But we must also acknowledge that the decimation of wilderness creates “a parallel process of loss, the demise of cultural diversity.” Davis describes as indigenous people who are “rooted in history and language, attached by myth and memory to a particular place on the planet.” When the homelands of indigenous peoples are rendered uninhabitable through deforestation and various forms of “development,” all too often as the result of violent conquest and brutal exploitation, indigenous cultures–languages, spiritual knowledge and practices, and habits of being–are also demolished.

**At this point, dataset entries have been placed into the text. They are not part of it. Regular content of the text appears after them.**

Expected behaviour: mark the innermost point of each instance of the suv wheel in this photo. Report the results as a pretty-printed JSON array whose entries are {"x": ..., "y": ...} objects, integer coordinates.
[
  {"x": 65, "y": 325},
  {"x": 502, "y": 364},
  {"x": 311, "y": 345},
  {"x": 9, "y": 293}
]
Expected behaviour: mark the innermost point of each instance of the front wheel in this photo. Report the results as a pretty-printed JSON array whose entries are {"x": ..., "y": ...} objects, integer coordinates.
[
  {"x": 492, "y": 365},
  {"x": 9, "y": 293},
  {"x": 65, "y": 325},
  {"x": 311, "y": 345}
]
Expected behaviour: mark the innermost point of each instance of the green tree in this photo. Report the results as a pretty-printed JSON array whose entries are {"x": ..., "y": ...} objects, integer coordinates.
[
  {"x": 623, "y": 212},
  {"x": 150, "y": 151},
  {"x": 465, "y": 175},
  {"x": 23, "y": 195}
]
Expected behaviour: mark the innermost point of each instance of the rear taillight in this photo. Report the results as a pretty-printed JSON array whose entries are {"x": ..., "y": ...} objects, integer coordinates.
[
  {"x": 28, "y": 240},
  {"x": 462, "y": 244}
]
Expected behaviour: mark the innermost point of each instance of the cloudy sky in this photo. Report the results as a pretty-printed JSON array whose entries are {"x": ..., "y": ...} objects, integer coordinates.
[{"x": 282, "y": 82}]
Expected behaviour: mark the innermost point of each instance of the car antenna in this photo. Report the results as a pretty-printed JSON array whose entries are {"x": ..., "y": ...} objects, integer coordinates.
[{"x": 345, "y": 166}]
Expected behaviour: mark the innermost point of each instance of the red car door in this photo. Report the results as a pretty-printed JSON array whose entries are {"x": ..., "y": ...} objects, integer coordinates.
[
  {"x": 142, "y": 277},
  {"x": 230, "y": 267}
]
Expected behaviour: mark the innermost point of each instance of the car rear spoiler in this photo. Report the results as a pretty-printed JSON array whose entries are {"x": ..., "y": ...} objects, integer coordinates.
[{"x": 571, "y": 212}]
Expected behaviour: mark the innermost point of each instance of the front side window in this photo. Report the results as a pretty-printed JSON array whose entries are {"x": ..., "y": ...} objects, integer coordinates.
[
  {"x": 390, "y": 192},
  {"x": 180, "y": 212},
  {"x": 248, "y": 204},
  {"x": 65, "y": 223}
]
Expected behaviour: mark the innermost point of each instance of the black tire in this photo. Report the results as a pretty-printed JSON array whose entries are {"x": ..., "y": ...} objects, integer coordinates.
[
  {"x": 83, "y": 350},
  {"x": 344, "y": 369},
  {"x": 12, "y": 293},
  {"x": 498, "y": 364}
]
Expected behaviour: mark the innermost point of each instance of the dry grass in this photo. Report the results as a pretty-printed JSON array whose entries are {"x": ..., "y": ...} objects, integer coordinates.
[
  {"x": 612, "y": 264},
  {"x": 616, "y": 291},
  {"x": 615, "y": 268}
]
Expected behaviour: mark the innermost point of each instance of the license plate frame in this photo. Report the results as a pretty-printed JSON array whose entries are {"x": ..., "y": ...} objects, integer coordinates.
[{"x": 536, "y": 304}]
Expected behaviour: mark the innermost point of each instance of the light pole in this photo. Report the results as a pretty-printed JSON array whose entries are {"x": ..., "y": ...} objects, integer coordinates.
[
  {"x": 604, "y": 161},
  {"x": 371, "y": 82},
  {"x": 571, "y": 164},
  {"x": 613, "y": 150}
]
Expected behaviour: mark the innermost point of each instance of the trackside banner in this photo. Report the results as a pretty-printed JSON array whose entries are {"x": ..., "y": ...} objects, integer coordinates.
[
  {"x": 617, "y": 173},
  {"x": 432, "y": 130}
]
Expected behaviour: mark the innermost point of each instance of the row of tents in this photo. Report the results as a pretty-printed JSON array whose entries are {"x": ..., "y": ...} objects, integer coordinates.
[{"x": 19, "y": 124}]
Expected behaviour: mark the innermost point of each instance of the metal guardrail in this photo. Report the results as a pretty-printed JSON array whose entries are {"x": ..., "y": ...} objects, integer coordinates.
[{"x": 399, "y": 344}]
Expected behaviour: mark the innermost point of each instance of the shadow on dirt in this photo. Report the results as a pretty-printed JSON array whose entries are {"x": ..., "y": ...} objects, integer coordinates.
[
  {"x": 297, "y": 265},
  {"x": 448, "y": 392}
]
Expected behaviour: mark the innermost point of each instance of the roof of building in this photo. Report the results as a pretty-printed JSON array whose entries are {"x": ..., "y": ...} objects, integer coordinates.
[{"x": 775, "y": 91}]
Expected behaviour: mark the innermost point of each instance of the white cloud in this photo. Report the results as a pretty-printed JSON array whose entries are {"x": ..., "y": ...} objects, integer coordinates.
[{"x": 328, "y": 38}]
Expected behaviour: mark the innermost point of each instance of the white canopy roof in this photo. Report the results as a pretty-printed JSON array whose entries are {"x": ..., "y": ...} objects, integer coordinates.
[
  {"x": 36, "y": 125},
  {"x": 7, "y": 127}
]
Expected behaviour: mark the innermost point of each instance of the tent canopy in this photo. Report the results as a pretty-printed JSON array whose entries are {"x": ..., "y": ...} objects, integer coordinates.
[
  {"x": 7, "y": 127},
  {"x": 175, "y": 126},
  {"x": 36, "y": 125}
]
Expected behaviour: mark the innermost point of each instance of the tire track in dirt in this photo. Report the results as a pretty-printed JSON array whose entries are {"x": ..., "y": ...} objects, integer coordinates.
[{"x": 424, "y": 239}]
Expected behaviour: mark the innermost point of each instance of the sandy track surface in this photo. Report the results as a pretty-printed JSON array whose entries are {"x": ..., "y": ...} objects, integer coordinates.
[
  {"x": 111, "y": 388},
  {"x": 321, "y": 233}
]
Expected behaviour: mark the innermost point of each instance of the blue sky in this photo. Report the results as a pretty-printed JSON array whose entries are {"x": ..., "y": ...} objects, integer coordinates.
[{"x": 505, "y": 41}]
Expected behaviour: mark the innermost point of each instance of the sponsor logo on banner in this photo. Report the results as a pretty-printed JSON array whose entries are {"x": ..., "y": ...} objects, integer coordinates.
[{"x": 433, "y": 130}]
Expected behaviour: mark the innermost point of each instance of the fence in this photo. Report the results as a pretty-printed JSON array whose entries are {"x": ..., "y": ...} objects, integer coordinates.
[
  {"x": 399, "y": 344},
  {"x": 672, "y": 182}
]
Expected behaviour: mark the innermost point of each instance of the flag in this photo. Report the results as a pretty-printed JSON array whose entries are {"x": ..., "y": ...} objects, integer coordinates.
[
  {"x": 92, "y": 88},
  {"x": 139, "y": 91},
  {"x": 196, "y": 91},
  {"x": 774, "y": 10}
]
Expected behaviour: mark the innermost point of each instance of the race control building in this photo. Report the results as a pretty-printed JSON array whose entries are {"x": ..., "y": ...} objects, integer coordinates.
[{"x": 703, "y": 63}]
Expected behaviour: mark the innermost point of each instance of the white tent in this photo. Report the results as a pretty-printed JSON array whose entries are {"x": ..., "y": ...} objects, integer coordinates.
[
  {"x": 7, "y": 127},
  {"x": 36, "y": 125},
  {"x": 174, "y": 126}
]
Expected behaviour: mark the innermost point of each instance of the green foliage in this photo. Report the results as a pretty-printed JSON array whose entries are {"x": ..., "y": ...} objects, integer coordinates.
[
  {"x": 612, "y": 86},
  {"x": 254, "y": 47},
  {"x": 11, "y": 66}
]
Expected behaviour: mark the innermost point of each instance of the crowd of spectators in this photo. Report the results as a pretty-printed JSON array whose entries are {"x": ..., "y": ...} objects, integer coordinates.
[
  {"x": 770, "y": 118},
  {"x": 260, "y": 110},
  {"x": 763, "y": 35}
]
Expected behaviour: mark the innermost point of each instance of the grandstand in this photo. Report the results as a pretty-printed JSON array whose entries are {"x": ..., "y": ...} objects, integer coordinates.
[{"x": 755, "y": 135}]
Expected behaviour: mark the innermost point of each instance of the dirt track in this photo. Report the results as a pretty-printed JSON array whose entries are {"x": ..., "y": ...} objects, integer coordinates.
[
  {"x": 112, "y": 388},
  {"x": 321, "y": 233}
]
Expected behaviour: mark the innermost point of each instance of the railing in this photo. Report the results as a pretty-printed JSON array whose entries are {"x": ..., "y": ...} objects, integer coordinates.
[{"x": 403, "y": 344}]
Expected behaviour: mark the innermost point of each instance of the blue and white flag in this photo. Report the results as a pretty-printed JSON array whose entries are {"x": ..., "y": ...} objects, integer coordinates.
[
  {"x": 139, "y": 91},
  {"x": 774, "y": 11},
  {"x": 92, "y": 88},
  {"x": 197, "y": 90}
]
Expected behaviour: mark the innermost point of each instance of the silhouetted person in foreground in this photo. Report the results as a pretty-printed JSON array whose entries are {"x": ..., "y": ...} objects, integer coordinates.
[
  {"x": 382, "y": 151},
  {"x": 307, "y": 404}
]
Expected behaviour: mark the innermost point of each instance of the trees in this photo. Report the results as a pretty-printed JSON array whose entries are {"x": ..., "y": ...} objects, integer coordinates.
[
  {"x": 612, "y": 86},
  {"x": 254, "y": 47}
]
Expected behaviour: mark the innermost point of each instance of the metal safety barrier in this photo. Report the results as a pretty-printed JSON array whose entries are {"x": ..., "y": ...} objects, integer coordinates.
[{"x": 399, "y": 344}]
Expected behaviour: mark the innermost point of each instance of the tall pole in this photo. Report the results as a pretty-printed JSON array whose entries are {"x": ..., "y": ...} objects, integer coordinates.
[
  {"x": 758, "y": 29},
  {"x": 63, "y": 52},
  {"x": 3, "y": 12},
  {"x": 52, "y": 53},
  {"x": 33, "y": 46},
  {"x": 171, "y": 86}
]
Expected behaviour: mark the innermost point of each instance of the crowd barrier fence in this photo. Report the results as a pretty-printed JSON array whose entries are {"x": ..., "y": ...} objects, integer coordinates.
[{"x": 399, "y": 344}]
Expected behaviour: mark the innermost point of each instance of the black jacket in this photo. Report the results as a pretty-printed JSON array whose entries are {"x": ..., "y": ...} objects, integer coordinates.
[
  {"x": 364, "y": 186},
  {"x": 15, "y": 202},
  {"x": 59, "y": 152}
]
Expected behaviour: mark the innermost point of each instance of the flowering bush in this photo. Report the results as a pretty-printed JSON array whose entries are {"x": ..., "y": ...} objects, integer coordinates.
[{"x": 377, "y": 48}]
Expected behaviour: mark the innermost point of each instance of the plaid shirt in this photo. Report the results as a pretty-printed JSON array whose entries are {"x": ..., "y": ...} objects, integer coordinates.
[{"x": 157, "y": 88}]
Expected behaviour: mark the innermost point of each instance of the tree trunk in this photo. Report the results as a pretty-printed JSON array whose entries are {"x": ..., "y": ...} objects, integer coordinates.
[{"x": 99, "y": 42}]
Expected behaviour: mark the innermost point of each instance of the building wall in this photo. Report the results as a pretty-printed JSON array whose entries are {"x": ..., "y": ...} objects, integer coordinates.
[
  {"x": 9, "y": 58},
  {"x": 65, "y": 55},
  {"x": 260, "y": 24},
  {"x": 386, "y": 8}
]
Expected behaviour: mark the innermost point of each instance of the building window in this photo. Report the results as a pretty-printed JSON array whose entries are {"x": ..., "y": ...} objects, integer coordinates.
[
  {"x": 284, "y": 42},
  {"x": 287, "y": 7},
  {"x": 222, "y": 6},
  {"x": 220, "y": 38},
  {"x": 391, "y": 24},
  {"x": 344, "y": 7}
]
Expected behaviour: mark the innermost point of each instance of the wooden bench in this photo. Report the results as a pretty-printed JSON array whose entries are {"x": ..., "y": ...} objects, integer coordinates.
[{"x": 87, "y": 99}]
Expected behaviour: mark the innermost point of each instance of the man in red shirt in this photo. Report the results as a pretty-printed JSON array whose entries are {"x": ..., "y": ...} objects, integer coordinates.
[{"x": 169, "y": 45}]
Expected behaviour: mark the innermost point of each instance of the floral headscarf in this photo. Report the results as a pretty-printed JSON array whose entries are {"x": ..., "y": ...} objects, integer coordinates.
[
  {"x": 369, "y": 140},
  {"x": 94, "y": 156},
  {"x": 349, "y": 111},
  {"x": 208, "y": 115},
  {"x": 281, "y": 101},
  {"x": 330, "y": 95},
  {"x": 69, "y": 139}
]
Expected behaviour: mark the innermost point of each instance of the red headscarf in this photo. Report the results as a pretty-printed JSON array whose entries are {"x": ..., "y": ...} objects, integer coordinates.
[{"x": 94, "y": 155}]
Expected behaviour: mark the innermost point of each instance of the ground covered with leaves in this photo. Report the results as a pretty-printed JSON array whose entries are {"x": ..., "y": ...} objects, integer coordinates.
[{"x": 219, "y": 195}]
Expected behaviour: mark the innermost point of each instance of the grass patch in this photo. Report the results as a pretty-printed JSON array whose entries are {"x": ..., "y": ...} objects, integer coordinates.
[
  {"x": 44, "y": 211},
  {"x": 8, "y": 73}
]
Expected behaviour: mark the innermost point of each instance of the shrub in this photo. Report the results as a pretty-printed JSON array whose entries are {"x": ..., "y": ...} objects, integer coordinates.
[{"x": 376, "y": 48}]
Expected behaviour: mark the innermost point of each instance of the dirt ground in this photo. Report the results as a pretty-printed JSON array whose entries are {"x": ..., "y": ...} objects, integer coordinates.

To help grasp the significance of what is being lost, Davis coins an invaluable term, the ethnosphere, which he defines as “the sum total of all thoughts, beliefs, myths, and intuitions made manifest today by the myriad cultures of the world. The ethnosphere is humanity’s greatest legacy. It is the product of our dreams, the embodiment of our hopes, the symbol of all that we are and all that we have created as a wildly inquisitive and astonishingly adaptive species.” The death of each indigenous culture, he persuasively argues, is a tear in the ethnosphere, a diminishment of humanity’s understanding of the web of life and the meaning of existence.
To make this concept come to life, Davis describes in lyrical and illuminating prose the daily lives and rich cosmologies of such distinct cultures as the Gitxsan of northwestern British Columbia; the Andean community of Cuper in Chinchero, Peru; the Winikina-Warao of Venezuela; voodoo acolytes in Haiti; the Penan of Borneo; the Ariaal of Kenya; and the native people of Tibet. He marvels at the splendor of each culture’s unique spirituality, deep knowledge of weather, plants and animals, and creative approaches to life’s passages, family relations and community. Only about 5 percent of the global population, some 300 million people, can still be considered indigenous, yet, Davis writes, they “account for 60 percent of the world’s languages and collectively represent over half of the intellectual legacy of humanity.” And all are imperiled.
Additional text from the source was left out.